The files look like this again:

Example:
BlahBlah~20200116-200937.zip

Pattern:
[Filename]~[yyyymmdd-HHMMSS].[extension]

The following simple regex seems to catch all files, and remove the complete part after and including the ~Tilde, while keeping the file extension:

Old name
^(.*)~
New name
\1

Do you guys also think this regex could work like this?

Thanks heaps for comments!

lxp · January 17, 2020, 11:55am

If it doesn't work, try ^(.*)~.* for the old name.

DavidP · January 17, 2020, 9:52pm

Thanks very much!

Since I probably will need this method (deleting a suffix starting with a certain character string) in the file name) even more often in the future, would you (or some other reader) mind briefly explaining the syntax of ^(.*)~.* to me?
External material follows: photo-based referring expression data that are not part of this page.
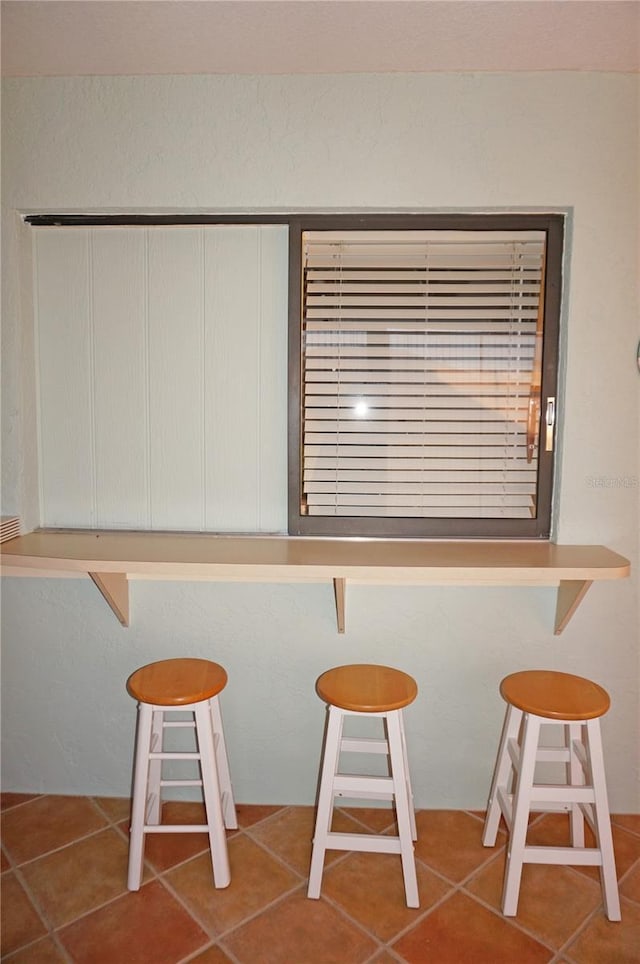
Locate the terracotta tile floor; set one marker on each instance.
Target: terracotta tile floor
(64, 895)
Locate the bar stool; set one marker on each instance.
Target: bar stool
(534, 698)
(169, 686)
(364, 690)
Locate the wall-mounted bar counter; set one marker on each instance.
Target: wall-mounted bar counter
(113, 557)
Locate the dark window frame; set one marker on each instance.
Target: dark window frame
(538, 527)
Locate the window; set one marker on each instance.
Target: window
(423, 365)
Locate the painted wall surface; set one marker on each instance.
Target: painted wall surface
(419, 142)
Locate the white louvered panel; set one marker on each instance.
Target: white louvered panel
(65, 385)
(120, 384)
(176, 377)
(162, 376)
(419, 352)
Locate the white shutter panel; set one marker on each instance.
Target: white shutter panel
(419, 370)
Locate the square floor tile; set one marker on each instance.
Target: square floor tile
(289, 835)
(301, 931)
(461, 931)
(138, 928)
(257, 879)
(609, 942)
(554, 901)
(21, 923)
(45, 823)
(80, 877)
(370, 888)
(450, 842)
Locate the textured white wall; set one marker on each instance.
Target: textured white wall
(565, 141)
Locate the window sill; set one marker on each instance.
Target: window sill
(112, 558)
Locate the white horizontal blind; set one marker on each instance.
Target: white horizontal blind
(421, 364)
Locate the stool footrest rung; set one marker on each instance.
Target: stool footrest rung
(552, 793)
(366, 795)
(577, 856)
(350, 744)
(181, 783)
(171, 755)
(361, 784)
(176, 828)
(366, 842)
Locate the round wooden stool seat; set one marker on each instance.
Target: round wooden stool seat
(367, 688)
(176, 682)
(555, 696)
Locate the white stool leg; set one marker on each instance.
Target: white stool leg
(501, 775)
(575, 778)
(399, 775)
(154, 795)
(211, 791)
(520, 814)
(330, 762)
(139, 804)
(603, 822)
(405, 759)
(224, 775)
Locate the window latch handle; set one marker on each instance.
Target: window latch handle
(550, 421)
Jon · January 17, 2020, 9:57pm

^ means anchor to the start of the string.
.* means match any number of characters. If it's in () it defines a capture group that can be used in the replacement string (e.g. \1 refers to the first capture group)
~ is a literal character that it's searching for.

So what it means is, starting from the start of the string, capture all characters up until the first ~ character.
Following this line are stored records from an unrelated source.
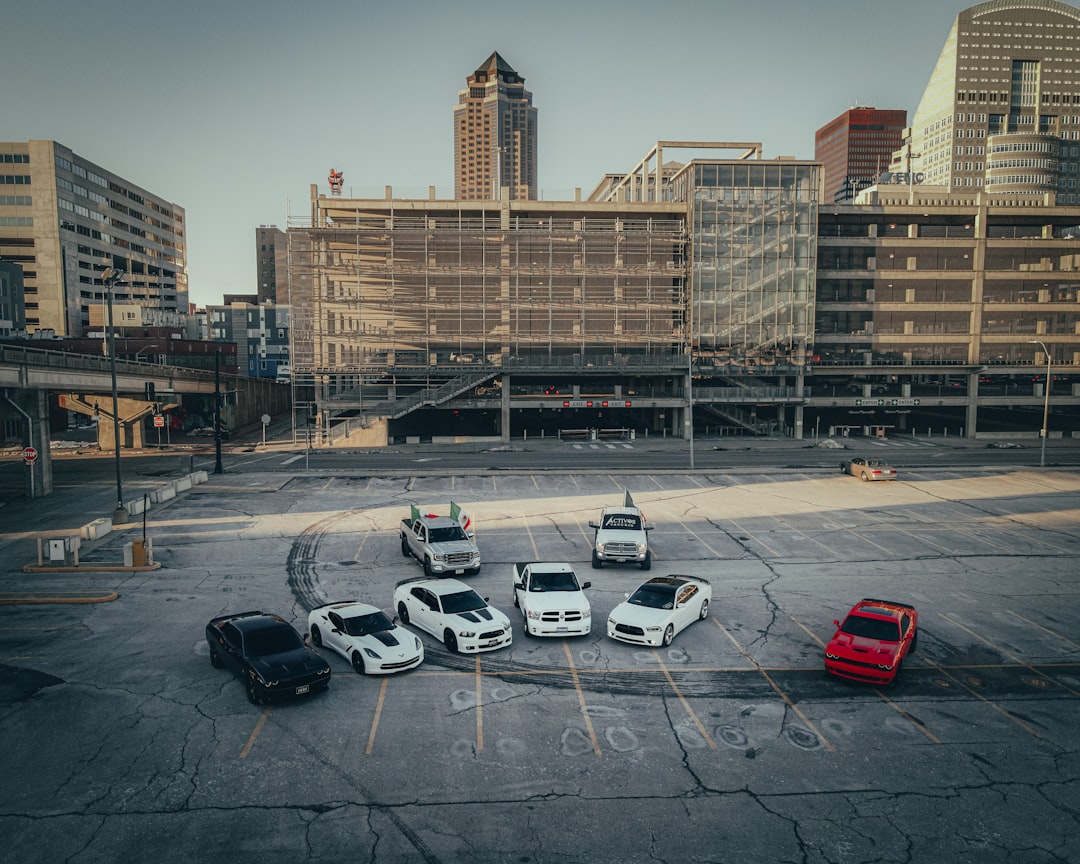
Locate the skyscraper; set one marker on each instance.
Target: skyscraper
(1001, 110)
(495, 135)
(855, 148)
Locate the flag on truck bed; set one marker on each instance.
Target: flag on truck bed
(461, 517)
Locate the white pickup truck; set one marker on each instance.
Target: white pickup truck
(621, 537)
(441, 543)
(552, 601)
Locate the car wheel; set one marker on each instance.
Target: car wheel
(254, 690)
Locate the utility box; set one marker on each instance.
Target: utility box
(62, 551)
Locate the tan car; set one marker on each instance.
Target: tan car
(867, 469)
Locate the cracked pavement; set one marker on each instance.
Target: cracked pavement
(729, 745)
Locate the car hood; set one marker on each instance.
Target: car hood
(557, 601)
(288, 664)
(483, 617)
(862, 649)
(385, 640)
(639, 616)
(451, 547)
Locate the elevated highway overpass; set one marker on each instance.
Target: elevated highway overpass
(31, 377)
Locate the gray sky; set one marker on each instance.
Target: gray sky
(231, 108)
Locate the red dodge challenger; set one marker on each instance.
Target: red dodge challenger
(873, 640)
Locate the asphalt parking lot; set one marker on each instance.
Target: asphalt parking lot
(728, 745)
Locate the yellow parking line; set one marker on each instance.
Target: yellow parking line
(1003, 652)
(375, 720)
(532, 542)
(775, 688)
(581, 699)
(686, 705)
(480, 707)
(994, 705)
(255, 733)
(1044, 630)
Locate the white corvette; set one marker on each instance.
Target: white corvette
(451, 611)
(365, 636)
(660, 608)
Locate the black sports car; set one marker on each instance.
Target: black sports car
(267, 653)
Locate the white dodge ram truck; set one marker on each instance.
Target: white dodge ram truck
(552, 601)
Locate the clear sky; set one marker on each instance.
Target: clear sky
(231, 108)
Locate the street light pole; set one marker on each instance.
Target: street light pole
(111, 278)
(1045, 403)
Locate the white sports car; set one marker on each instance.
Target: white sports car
(451, 611)
(660, 608)
(365, 636)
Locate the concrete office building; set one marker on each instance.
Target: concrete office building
(65, 219)
(495, 135)
(12, 307)
(271, 262)
(855, 148)
(258, 331)
(1001, 110)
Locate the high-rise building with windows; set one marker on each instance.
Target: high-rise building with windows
(65, 219)
(1001, 110)
(855, 148)
(495, 135)
(271, 262)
DavidP · January 17, 2020, 10:22pm

Thank you Jon. I appreciate your explanation very much!

I think I will be able to work out from here how to capture any filename suffix starting with a certain string.

Suppose I want to delete the date suffix from this file pattern:

BlahBlah-(2019-11-[dd-HHMMSS]).zip

Then I'd use this ^(.*)-(2019-11-.* for the search string, right?
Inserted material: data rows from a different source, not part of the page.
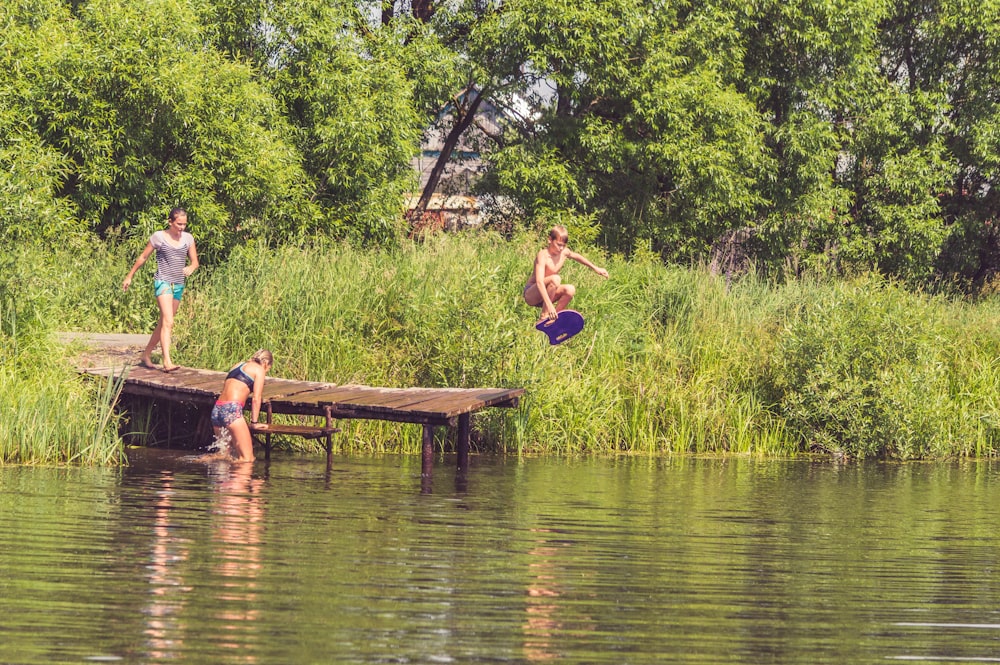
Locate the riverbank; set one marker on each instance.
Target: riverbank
(672, 360)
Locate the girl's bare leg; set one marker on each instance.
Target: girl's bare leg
(168, 309)
(241, 447)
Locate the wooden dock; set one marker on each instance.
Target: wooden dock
(430, 407)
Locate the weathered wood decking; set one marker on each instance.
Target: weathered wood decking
(430, 407)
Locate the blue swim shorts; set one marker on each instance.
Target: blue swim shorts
(160, 287)
(225, 414)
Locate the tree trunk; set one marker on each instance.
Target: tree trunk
(463, 120)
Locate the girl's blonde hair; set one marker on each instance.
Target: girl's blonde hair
(558, 232)
(263, 356)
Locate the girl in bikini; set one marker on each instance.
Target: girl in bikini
(243, 380)
(173, 247)
(554, 296)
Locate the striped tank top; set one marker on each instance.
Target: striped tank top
(170, 259)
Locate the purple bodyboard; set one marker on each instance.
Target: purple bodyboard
(568, 323)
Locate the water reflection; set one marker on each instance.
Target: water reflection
(235, 560)
(542, 603)
(164, 629)
(238, 521)
(637, 561)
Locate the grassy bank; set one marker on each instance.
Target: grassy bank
(671, 361)
(48, 415)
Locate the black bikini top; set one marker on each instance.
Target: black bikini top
(238, 374)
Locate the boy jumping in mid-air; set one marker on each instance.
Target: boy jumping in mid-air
(554, 296)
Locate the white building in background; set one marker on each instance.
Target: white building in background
(453, 204)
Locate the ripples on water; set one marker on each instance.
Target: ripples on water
(598, 561)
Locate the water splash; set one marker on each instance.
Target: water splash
(221, 442)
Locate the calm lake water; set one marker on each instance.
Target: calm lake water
(595, 561)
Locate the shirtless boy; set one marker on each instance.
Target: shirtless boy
(555, 295)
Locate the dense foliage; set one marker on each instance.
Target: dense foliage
(670, 361)
(856, 134)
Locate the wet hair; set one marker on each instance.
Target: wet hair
(263, 356)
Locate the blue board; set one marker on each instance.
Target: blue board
(568, 323)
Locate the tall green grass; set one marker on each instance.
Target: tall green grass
(671, 360)
(48, 413)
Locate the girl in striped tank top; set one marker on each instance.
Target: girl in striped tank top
(173, 248)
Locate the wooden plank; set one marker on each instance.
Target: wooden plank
(305, 431)
(454, 404)
(426, 406)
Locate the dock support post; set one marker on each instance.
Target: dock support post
(267, 435)
(328, 412)
(427, 459)
(462, 446)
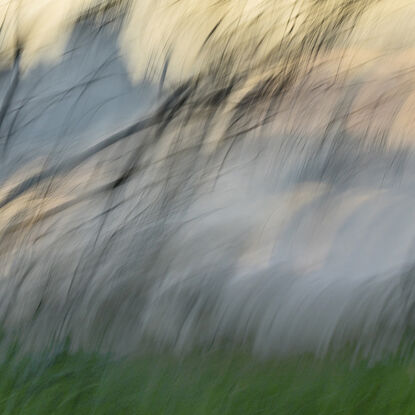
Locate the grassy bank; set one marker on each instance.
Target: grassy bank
(204, 384)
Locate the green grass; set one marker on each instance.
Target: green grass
(204, 384)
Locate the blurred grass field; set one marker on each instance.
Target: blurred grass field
(204, 384)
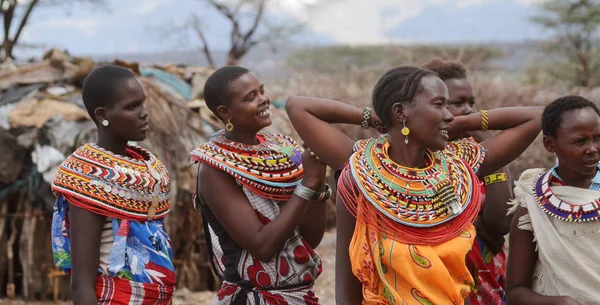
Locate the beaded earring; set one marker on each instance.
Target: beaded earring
(405, 131)
(229, 126)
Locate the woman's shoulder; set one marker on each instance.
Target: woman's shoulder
(468, 150)
(529, 177)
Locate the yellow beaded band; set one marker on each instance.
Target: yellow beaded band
(484, 120)
(495, 178)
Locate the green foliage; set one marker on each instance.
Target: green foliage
(575, 25)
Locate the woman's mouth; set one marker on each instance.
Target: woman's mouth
(444, 133)
(144, 127)
(591, 163)
(264, 113)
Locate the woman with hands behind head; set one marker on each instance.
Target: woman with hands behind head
(262, 199)
(406, 205)
(487, 258)
(554, 233)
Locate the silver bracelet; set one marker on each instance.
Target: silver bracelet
(304, 192)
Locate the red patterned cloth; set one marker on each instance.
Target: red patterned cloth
(117, 291)
(286, 279)
(489, 272)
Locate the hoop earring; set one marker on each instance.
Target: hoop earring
(405, 131)
(229, 126)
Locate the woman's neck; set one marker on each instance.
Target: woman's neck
(408, 155)
(572, 178)
(111, 143)
(244, 138)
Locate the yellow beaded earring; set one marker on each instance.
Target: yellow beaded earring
(405, 131)
(229, 126)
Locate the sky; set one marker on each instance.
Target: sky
(146, 26)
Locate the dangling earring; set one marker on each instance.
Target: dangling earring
(405, 131)
(229, 126)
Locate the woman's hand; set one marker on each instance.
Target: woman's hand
(565, 300)
(314, 170)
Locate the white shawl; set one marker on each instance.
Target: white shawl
(568, 252)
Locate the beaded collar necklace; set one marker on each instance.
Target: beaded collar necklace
(469, 150)
(114, 185)
(272, 169)
(560, 209)
(414, 197)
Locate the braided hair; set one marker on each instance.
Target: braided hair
(446, 69)
(552, 116)
(400, 84)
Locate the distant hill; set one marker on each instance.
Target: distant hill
(517, 57)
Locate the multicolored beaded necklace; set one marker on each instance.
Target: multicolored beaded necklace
(414, 197)
(272, 169)
(113, 185)
(560, 209)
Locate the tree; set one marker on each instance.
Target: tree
(258, 29)
(575, 24)
(15, 15)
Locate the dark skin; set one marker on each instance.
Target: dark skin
(577, 147)
(312, 119)
(493, 223)
(128, 121)
(218, 190)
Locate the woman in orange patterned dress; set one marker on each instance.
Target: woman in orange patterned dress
(406, 203)
(487, 258)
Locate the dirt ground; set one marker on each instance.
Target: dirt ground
(324, 285)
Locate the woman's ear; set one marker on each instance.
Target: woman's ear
(100, 114)
(398, 112)
(224, 114)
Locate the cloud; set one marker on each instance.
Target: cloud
(148, 6)
(364, 22)
(467, 3)
(87, 26)
(528, 2)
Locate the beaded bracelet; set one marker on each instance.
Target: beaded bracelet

Last question : why is the .* needed (or, used here) at the end of the search Regex? Does this have something to do with the file extension?

lxp · January 18, 2020, 8:01am

Then I'd use this ^(.*)-(2019-11-.* for the search string, right?

The parenthesis needs to be escaped. The leading ^ is not needed in RegEx Mode. So you would use (.*)-\(2019-11-.*.

Does this have something to do with the file extension?

No, the option Ignore extension is checked. In RegEx Mode the string needs to represent the entire filename. That's the main difference to RegEx+F&R.

Have a look at the regex explanations in the Opus help. Although it claims to be just an introduction it is very comprehensive and covers a lot of ground. You'll get good mileage from it.

DavidP · January 18, 2020, 10:00am

Whoa, thanks!

In this case, for the original task (remove filename date suffix starting with ~Tilde, like blahblah~20200116-093959.zip), already this syntax fully does it:

Old name
(.*)~
New name
\1

Correct?

lxp · January 18, 2020, 11:07am

No. It doesn't get shorter than this:

2020-01-18 - 12.00.56 - Rename_-_Directory_Opus

Like in your question before and in my first posting. There I didn't remove the ^ because it's just a cosmetic thing and I didn't want to cause confusion.

Why don't you just try it out? It's free

DavidP · January 18, 2020, 11:10am

Yeah I tried it, and this worked, on like blahblah~20200116-093959.zip:

Old name
(.*)~
New name
\1